How To Address Complex DevOps Challenges With AI and ML?
Digital strategies of automating tasks in enterprises are catalyzed by technology. In this increasingly service-oriented world, the collaboration between development and operations staff is essential at every stage in the lifecycle of software development and deployment.
When application developers build and deliver software and cloud services, AI and ML teams try developing models that can transform your business. Being an application-centric paradigm for application development and cloud services, DevOps focuses on the infrastructure to support the application, the tools required for automation, the release process for QA and production, and so on.
AI and ML In Transforming DevOps
AI and ML solutions can transform how DevOps teams develop, deploy, and organize applications. The major challenge associated with DevOps initially was the tracking, organizing, and managing large volumes of data and computations in day-to-day operations and required umpteen number of resources.
As DevOps has become AI-driven, the complexity is reduced considerably in addition to improved data accessibility, increased implementation efficacy, as well as improved utilization of resources.
How AI and ML Can Transform DevOps For The Better?
DevOps methods generate large data sets across the lifecycle of application development, starting from development, moving on to deployment, further to application performance management. The advent of Machine Learning and Artificial Intelligence has pushed enterprises to harness these data sets to enhance the DevOps objective of end-to-end automation.
In a nutshell, the following are different ways in which ML can optimize the current DevOps scenario:
These are some ways in which AI and ML can and will transform DevOps:
- DevOps, combined with the data requirements of AI, can increase the speed of delivery of applications.
- AI brings three different characteristic features. They are self-learning, prediction, and automation. These features can enhance current DevOps practices such as Continuous Integration (CI) and Continuous Deployment (CD) as well.
- AI and ML fuel the available data sets with self-learning capabilities, making AI and ML techniques are significantly useful when integrated into the DevOps processes.
- When application code is developed, AI and ML keeps track of the scope of customer experience and analyzes customer feedback, by testing in different scenarios.
- AI and ML can enhance production performance by tracking history.
- With AI and ML integrated into the DevOps processes, the DevOps teams can derive crucial insights into the performance of the code.

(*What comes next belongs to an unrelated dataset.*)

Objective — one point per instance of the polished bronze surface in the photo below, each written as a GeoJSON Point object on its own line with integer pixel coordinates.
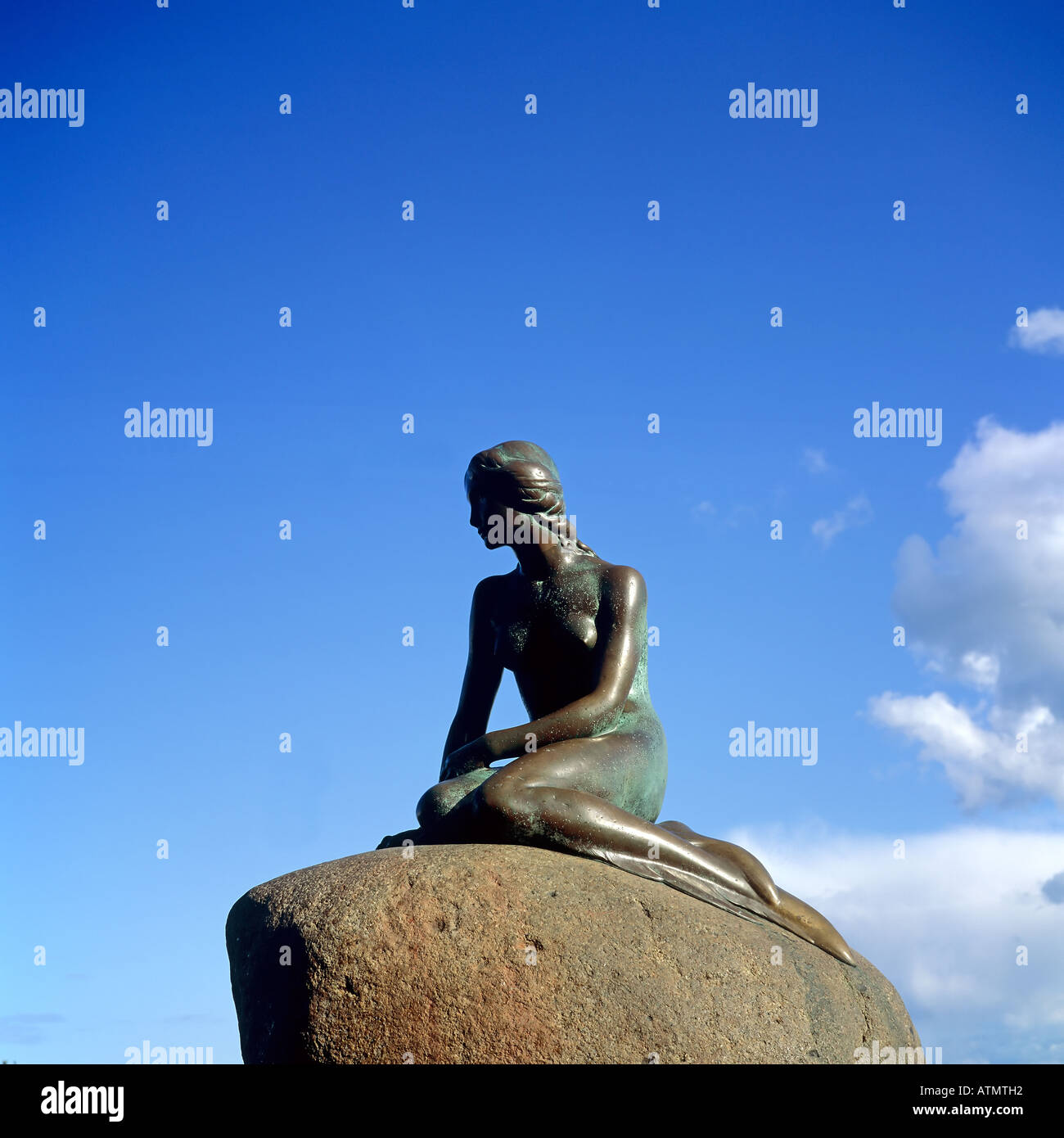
{"type": "Point", "coordinates": [588, 770]}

- AI helps to manage the large chunks of data being generated in DevOps environments.
How AI And ML Address Complex DevOps Challenges?
AI/ML assists the DevOps teams to focus on creativity and innovation by eliminating inefficiencies across the operational life cycle. It enables teams to manage the amount, speed and variability of data. This, in turn, results in automated enhancement and an increase in the DevOps team’s efficiency.
Let us walk through the major ways in which ML and AI can address the complex DevOps challenges at hand:
- Log Analysis
Log Analysis involves large chunks of data being generated at a rapid pace. It can hence be the best first-rate debugging tool for DevOps. Log Analysis uses various ML techniques. For instance, it makes use of supervised techniques to classify data such as taking in large amounts of unstructured data and clustering them into meaningful data sets. Any data points falling outside the regular clusters are identified and reported. Additionally, it can predict the possible outcome of an activity. For instance, at the occurrence of a cluster of servers, log analytic tools analyze the probability of related services failing and hence gives you ample time to find a proper backup.
Log Analytics tools train ML algorithms to analyze logs. In addition to processing large volumes of data quickly and efficiently, Log Analysis can be used to enhance security, performance, speed, etc.
- Predicting Failures
Enterprises have numerous servers and more the number of servers, higher are the failure rates. Similarly, any crucial failure to a specific tool or area in DevOps can affect the delay cycles and thereby the entire process. With the data sets available, ML models can predict failure chances. For instance, if an occurred error has produced certain readings, AI can be used to read these patterns and predict future chances of server failures and thus reducing or preventing downtimes.
- Managing Alerts
DevOps systems are often flooded with alerts that require to be read and acted upon immediately. AI analyzes these alerts in real-time and categorizes them with priorities. This helps in the smooth functioning of the system as a whole.
An AI model can automate many repeatable tasks in DevOps and speed up the entire process effectively. AI-powered automation reduces human intervention to the least and helps developers focus on core tasks. This prevents errors promptly.